Jon Fairbairn wrote:
> Brian Jackson <i...@theiggy.com> writes:
> 
> > On Friday 28 August 2009 01:14:42 pm Jon Fairbairn wrote:
> >> I'm experimenting with a virtual router. I did this a few years ago with
> >> Xen and it worked well enough, but then fedora changed and it stopped
> >> working, so I gave up for a while. Now I have a machine that supports
> >> hardware virtualisation, I thought I'd try again.
> >>
> >> The setup was done through virt-manager. The network between the host
> >> and guest is a virtual bridge. What I've been trying to do is to assign
> >> a USB cable modem to the guest,
> >
> >
> > This is probably your problem here. KVM only emulates a usb1.1
> > controller,
> 
> that shouldn't be a problem as the cable modem is only a usb 1.1 device.
> 
> > and from all reports, it doesn't really do that very well.
> 
> Not very well? We're talking about a factor of *FIFTY* slow down here.
> If I'd implemented the driver in a 1980s lazy functional language I
> would have only expected a factor of ten :-P ;-).
> 
> > There have been numerous reports of poor performance even for a usb1.1
> > device. You should check the archives to see if there was ever any
> > kind of tips or resolution to some of those problems.
> 
> I had a look, but I couldn't find anything helpful.
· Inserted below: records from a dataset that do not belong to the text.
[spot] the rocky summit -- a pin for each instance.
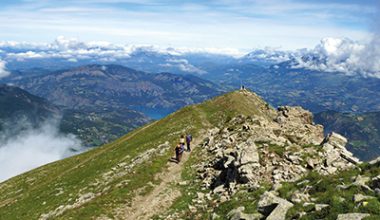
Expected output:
(249, 161)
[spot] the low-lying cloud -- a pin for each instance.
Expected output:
(3, 70)
(341, 55)
(29, 148)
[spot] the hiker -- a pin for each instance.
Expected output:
(182, 140)
(189, 138)
(178, 152)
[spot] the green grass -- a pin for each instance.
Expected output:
(29, 195)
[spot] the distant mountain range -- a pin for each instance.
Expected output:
(21, 106)
(20, 110)
(362, 131)
(100, 103)
(114, 87)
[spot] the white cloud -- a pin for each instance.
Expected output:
(32, 148)
(226, 23)
(342, 55)
(3, 70)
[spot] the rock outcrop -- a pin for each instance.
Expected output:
(255, 150)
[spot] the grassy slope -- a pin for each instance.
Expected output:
(44, 189)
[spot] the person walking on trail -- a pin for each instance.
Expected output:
(179, 151)
(182, 140)
(189, 138)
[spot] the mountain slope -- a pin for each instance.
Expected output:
(241, 136)
(362, 131)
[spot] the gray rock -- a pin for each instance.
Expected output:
(361, 197)
(319, 207)
(281, 206)
(238, 214)
(352, 216)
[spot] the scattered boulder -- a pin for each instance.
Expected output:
(274, 207)
(238, 214)
(352, 216)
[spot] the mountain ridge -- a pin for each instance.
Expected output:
(249, 148)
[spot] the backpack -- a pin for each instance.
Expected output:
(181, 148)
(189, 138)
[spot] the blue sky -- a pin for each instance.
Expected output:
(288, 24)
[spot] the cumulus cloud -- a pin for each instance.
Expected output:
(73, 49)
(183, 65)
(3, 70)
(345, 55)
(32, 147)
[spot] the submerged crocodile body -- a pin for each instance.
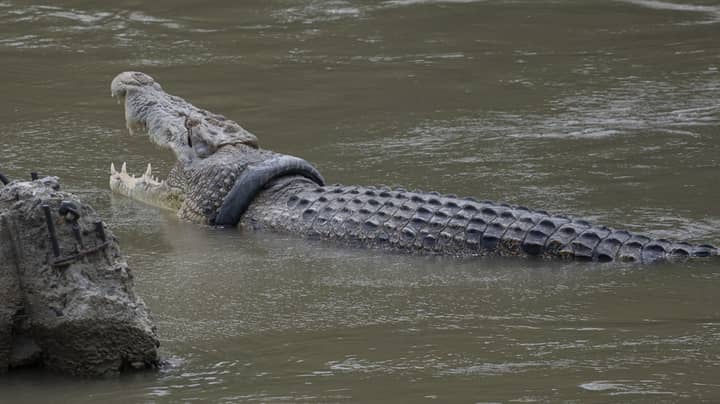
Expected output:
(223, 178)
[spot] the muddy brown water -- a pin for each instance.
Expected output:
(607, 110)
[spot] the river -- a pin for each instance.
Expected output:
(606, 110)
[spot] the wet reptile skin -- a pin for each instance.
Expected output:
(213, 152)
(423, 222)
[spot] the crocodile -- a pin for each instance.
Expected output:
(223, 178)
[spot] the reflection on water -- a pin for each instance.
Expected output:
(603, 110)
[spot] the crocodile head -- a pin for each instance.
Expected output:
(193, 135)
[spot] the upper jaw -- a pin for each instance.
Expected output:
(173, 122)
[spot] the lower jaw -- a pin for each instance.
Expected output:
(144, 188)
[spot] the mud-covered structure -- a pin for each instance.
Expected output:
(67, 299)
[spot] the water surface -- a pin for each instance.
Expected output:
(607, 110)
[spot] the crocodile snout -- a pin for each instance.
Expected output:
(128, 80)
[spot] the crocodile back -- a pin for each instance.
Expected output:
(428, 222)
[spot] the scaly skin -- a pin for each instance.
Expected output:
(214, 152)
Maybe I'm searching
> for the wrong things?

I don't have any specific answers, but you might be able to get some
more info by uncomenting the "//#define DEBUG" in kvm's usb-linux.c.
You might also try capturing the USB traffic (e.g. with wireshark)
both in the host with the modem connected directly, and in the
guest with the modem passed through, to see if there are any
differences other than speed (packet sizes, etc).  Also try comparing
the "lsusb -vvv" output in both guest and host?